Rahane, India’s Test vice-captain, was under pressure to perform in the West Indies and he delivered with an 81 and 102 in the first Test in Antigua.
“You get to learn from every match and every series and I had to wait for two years, 17 Tests, for my Test debut and for this century (in West Indies) I had to wait for 17 Tests. I think there was some connection,” said Rahane ahead of the first Test against South Africa beginning here on Wednesday.
“When I was playing for Hampshire, I was thinking, when I made my debut, how my mindset was before that. In these 17 Tests, I was not getting a hundred, I was going behind getting a hundred and it was not coming.
“So, in the West Indies, my thought process was that I will not think of getting a hundred even once, whatever has to happen will happen. If a hundred has to come, it will come,” said Rahane.
He insisted that he did not work too much on his technique to get back amongst the runs.
“From outside it may look easy, for me it was about believing in my ability. Not thinking about the technical stuff, it was all about how I make the mental adjustment like handling difficult situations,” said the 31-year-old.
South Africa may not have the services of star players like AB de Villiers and Dale Steyn anymore but Rahane said India cannot afford to take the Proteas lightly. India hammered them 0-3 at home four years ago.

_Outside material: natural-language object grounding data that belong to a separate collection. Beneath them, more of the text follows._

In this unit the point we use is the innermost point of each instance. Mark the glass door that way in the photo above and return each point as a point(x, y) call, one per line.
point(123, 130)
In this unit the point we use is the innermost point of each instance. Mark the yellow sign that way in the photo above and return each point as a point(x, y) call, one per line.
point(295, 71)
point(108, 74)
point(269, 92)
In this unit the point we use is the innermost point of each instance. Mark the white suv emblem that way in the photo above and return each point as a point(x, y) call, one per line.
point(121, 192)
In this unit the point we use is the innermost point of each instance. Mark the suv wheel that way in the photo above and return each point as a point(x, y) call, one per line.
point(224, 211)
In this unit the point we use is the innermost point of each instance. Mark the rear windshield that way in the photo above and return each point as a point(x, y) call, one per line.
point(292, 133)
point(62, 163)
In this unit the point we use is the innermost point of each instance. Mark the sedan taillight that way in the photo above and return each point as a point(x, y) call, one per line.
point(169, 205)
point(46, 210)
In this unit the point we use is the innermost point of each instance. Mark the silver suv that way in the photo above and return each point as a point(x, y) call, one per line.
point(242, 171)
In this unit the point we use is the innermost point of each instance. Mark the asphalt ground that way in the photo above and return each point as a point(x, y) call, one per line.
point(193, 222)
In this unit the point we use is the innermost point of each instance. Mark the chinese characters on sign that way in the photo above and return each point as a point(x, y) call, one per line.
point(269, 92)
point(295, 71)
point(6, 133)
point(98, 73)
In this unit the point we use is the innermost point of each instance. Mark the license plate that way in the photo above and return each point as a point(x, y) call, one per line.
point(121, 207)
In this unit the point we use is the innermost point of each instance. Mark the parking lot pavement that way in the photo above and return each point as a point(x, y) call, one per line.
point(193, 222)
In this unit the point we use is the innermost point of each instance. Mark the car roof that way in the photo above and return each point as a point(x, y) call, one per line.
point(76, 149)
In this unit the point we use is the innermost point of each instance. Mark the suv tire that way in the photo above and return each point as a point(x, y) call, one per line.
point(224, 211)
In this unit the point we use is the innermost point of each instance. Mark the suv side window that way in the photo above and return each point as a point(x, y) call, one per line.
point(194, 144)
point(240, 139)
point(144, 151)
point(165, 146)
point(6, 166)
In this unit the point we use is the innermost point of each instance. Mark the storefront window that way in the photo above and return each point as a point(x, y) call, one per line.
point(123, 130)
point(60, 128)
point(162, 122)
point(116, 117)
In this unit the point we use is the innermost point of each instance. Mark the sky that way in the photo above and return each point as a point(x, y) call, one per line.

“There are five Tests at home versus South Africa (three Tests) and Bangladesh (two Tests). Because of the Test Championship, you cannot take any team lightly. Even before the championship, we were not taking any team lightly and since the points system is involved, every match is important.
“There is a big difference between winning and drawing a Test in terms of points. When you win home Tests and then go away, there is an advantage that you have points.
“Also, the likes of Aiden Markram and Temba Bavuma did well in the warm-up and Faf du Plessis is an experienced campaigner. You can’t take them lightly.”
The pitch for the game looks like a flat one with hardly any grass on it.
“Depending on the conditions we will decide the combination. Hanuma (who bats at 6) can also bowl some spin and that makes a difference. In India, we hardly see three pacers playing,” he added.